Further, a reaction of generating the copper ion is represented by the following reaction formula 3: The reaction below is reacted in the dissolution bath having a structure in which the main bath and the dissolution bath are separately formed.

2MnO₄⁻+16H⁺+5Cu→2Mn²⁺+5Cu²⁺+8H₂O  [Reaction Formula 3]

In the present invention, since an oxidation-reduction potential of manganese oxide used as a copper source is +1.51V, which is higher than that of Fe³⁺/Fe²⁺, that is, +0.77V, a high effect in suppressing surface plating may be obtained even at a low concentration.

According to the present embodiment, the manganese oxide having higher oxidation-reduction potential instead of using Fe³⁺ of the related art as the copper source in the electro-copper plating apparatus may be used to obtain a high effect in suppressing surface plating even at a low concentration. In addition, the plating rate of the surface may be suppressed in the structure such as a through hole or a blind via hole than the inner portion of the hole to improve the throwing power.

Claims

1. An electro-copper plating apparatus in which a cathode, an insoluble anode, a copper ball, and a plating solution are included in a single bath, wherein the plating solution includes manganese oxide.
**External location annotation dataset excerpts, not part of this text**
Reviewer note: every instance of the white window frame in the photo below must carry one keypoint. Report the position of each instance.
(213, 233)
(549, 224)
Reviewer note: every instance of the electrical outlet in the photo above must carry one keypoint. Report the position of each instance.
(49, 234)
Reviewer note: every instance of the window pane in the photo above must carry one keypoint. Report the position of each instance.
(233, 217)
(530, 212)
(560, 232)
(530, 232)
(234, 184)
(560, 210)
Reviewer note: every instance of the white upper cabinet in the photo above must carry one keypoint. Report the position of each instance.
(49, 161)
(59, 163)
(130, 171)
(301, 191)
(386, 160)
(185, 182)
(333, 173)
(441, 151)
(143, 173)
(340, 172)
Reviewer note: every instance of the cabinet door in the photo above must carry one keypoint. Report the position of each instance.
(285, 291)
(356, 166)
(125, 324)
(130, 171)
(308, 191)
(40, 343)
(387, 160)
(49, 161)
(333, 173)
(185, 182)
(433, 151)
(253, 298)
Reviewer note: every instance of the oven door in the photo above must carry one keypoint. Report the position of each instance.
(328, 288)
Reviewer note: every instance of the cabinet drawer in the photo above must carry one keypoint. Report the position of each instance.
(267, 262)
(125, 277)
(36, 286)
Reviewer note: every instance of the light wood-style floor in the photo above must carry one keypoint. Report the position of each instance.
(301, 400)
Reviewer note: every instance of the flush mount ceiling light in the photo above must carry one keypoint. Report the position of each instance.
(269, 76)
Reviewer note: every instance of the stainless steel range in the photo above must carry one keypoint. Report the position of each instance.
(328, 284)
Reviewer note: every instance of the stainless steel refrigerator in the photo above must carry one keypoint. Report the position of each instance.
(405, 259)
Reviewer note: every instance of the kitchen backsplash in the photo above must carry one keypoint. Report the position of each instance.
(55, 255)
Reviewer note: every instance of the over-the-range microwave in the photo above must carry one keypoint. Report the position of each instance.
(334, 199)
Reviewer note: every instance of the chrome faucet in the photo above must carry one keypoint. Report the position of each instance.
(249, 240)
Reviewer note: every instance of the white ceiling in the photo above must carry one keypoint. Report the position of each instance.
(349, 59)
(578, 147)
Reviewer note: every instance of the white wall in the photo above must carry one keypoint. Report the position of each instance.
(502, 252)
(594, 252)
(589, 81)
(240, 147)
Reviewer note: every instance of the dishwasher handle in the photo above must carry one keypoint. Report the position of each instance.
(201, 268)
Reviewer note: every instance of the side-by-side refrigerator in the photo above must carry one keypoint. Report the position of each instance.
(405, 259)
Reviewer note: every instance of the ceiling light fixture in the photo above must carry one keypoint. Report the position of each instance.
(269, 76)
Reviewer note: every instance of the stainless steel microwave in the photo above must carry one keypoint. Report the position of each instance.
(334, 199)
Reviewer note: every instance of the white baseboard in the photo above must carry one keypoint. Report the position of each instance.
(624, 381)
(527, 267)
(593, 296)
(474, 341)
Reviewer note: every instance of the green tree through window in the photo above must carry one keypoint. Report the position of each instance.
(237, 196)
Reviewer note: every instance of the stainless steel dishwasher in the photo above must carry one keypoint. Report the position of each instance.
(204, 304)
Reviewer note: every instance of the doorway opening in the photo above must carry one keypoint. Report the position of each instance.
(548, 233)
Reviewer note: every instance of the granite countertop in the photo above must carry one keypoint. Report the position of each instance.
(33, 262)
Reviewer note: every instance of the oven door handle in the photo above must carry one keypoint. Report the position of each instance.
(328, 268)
2. The electro-copper plating apparatus according to claim 1, wherein the manganese oxide is KMnO4 or NaMnO4.

3. The electro-copper plating apparatus according to claim 1, wherein the manganese oxide is included in a concentration of 0.1 to 10 g/L.

4. The electro-copper plating apparatus according to claim 1, wherein the plating solution includes copper sulfate in a concentration of 50 to 350 g/L, sulfuric acid in a concentration of 10 to 150 g/L, and chlorine in a concentration of 10 to 200 mg/L.

5. The electro-copper plating apparatus according to claim 1, wherein the insoluble anode is made of titanium (Ti) coated with platinum (Pt) or IrO2.

6. An electro-copper plating apparatus comprising:

a main bath including a cathode, an insoluble anode, and a plating solution; and

a dissolution bath including a copper ball, and manganese oxide.

7. The electro-copper plating apparatus according to claim 6, wherein the copper is supplied from the dissolution bath to the plating solution of the main bath by dissolving the copper to be a copper ion through a reaction of manganese oxide and the copper ball of the dissolution bath.

8. The electro-copper plating apparatus according to claim 6, wherein the manganese oxide is KMnO4 or NaMnO4.

9. The electro-copper plating apparatus according to claim 6, wherein the manganese oxide is included in a concentration of 0.1 to 10 g/L.

10. The electro-copper plating apparatus according to claim 6, wherein the plating solution of the electro-copper plating apparatus includes copper sulfate in a concentration of 50 to 350 g/L, sulfuric acid in a concentration of 10 to 150 g/L, and chlorine in a concentration of 10 to 200 mg/L.